If the selected model supports it, `style_preset` lets you steer the output without rewriting your whole prompt. You can fetch valid preset names from [Image Styles](/api-reference/endpoint/image/styles):

```json theme={"system"}
{
  "model": "qwen-image-2",
  "prompt": "A futuristic Venice skyline at sunrise",
  "style_preset": "3D Model"
}
```

See [Image Styles](/api-reference/endpoint/image/styles) for the current style list.

***

## OpenAI-compatible endpoint

If you're already using OpenAI image SDKs or existing DALL-E integrations, Venice also supports `POST /images/generations`. It offers a simpler request format, but fewer features than the native Venice endpoint.

**Request:**

```json theme={"system"}
{
  "model": "qwen-image-2",
  "prompt": "A clean isometric illustration of an AI control room",
  "size": "1024x1024",
  "response_format": "b64_json"
}
```

Use the OpenAI-compatible route for faster migrations. Use `/image/generate` when you need Venice-specific options such as `cfg_scale`, `style_preset`, `variants`, or binary responses.

***

## Prompting tips

1. Start with the subject, then add medium, lighting, composition, and mood.
2. Put must-avoid details in `negative_prompt` instead of overloading the main prompt.
3. Reuse `seed` when iterating so you can compare prompt changes without fully changing the composition.
4. Keep sizing model-aware.

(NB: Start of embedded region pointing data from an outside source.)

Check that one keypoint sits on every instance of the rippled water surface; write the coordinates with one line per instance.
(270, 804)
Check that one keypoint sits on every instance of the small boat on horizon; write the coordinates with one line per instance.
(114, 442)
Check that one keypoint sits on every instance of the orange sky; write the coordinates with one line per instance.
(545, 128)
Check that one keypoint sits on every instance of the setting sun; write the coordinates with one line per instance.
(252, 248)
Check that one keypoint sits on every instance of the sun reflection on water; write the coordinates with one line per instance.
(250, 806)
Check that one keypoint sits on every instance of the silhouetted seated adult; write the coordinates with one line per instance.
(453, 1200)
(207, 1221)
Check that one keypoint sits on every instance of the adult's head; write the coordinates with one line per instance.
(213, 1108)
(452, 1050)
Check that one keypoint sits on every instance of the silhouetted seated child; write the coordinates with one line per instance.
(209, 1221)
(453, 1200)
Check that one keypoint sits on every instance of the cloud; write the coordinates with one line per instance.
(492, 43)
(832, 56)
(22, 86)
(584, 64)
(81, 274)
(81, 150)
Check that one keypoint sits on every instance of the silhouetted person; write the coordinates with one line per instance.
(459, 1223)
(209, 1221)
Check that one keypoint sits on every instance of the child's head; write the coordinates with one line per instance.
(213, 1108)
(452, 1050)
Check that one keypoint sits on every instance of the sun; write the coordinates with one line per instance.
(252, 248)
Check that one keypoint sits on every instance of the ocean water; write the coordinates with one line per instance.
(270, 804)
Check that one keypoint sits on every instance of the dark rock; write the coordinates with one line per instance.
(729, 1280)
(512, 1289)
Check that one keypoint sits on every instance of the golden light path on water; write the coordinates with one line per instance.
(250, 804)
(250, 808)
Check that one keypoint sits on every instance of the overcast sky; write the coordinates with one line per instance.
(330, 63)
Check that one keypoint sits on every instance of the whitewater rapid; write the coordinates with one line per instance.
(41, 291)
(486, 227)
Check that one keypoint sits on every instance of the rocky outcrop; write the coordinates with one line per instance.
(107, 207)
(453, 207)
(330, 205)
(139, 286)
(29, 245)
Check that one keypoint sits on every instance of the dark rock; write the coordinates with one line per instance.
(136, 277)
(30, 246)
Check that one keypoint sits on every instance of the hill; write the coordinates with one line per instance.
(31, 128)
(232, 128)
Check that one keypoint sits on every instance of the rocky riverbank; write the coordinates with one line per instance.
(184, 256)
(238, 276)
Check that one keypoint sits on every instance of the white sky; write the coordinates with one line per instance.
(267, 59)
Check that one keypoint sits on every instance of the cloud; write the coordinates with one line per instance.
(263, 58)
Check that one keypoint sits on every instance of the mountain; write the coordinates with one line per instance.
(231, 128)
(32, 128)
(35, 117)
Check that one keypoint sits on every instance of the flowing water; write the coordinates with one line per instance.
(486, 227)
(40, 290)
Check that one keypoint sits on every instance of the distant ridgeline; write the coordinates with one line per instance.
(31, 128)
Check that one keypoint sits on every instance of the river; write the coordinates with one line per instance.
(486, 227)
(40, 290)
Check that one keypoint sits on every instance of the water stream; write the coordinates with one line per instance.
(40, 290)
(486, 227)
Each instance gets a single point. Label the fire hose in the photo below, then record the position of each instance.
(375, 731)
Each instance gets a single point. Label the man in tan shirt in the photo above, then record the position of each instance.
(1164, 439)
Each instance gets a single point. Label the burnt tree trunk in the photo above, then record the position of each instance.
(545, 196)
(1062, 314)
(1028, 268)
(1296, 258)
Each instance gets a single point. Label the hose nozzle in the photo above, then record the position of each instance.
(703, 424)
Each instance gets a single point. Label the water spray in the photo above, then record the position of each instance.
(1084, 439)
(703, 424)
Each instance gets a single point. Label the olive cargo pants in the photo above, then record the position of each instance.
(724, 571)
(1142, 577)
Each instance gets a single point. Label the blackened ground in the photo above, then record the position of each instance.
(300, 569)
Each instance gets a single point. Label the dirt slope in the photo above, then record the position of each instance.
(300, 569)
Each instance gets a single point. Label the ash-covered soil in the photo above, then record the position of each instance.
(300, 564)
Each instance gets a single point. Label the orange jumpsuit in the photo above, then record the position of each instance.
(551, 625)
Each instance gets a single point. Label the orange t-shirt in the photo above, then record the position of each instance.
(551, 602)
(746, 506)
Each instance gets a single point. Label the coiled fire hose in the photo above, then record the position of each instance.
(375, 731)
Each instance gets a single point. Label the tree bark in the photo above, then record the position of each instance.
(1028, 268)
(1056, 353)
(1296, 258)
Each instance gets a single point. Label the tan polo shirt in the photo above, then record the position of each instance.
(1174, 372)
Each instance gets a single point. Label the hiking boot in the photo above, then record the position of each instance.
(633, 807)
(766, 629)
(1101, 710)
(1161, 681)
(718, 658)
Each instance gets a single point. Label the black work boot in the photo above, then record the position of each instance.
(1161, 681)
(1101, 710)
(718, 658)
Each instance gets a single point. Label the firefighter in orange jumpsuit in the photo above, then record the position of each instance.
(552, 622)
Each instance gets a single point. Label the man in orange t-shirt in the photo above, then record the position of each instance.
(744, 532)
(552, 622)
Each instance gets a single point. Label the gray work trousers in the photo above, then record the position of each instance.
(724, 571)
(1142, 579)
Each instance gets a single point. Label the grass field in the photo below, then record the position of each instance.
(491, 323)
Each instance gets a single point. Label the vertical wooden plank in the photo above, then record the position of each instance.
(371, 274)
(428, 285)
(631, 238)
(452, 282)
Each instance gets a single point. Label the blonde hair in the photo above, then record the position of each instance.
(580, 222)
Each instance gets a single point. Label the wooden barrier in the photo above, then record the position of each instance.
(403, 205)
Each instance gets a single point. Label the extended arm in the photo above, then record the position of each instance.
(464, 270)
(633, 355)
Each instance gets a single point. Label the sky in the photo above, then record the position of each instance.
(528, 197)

Some models use `width`/`height`, some use `aspect_ratio`, and resolution-tier models use `aspect_ratio` plus `resolution`.
5. Use `variants` during exploration, then switch back to a single output once you've locked in the direction.

***

## Errors

| Status | Meaning                                                      | Action                                                                  |
| ------ | ------------------------------------------------------------ | ----------------------------------------------------------------------- |
| `400`  | Invalid request parameters                                   | Check field names, types, and model-specific constraints                |
| `401`  | Authentication failed or model requires a higher access tier | Check your API key and model access                                     |
| `402`  | Insufficient balance                                         | Add credits at [venice.ai/settings/api](https://venice.ai/settings/api) |
| `415`  | Invalid content type                                         | Send JSON with `Content-Type: application/json`                         |
| `429`  | Rate limit exceeded or model overloaded                      | Retry with backoff; check `Retry-After` header                          |
| `500`  | Inference processing failed                                  | Retry the request                                                       |
| `503`  | Model at capacity                                            | Retry after a short delay                                               |

<Note>
  When Safe Venice is enabled, inspect response headers such as `x-venice-is-blurred` and `x-venice-is-content-violation` if you need to detect moderation outcomes programmatically.
</Note>

***

## Available Models

See [Image Models](/models/image) for the current model list, pricing, and feature support.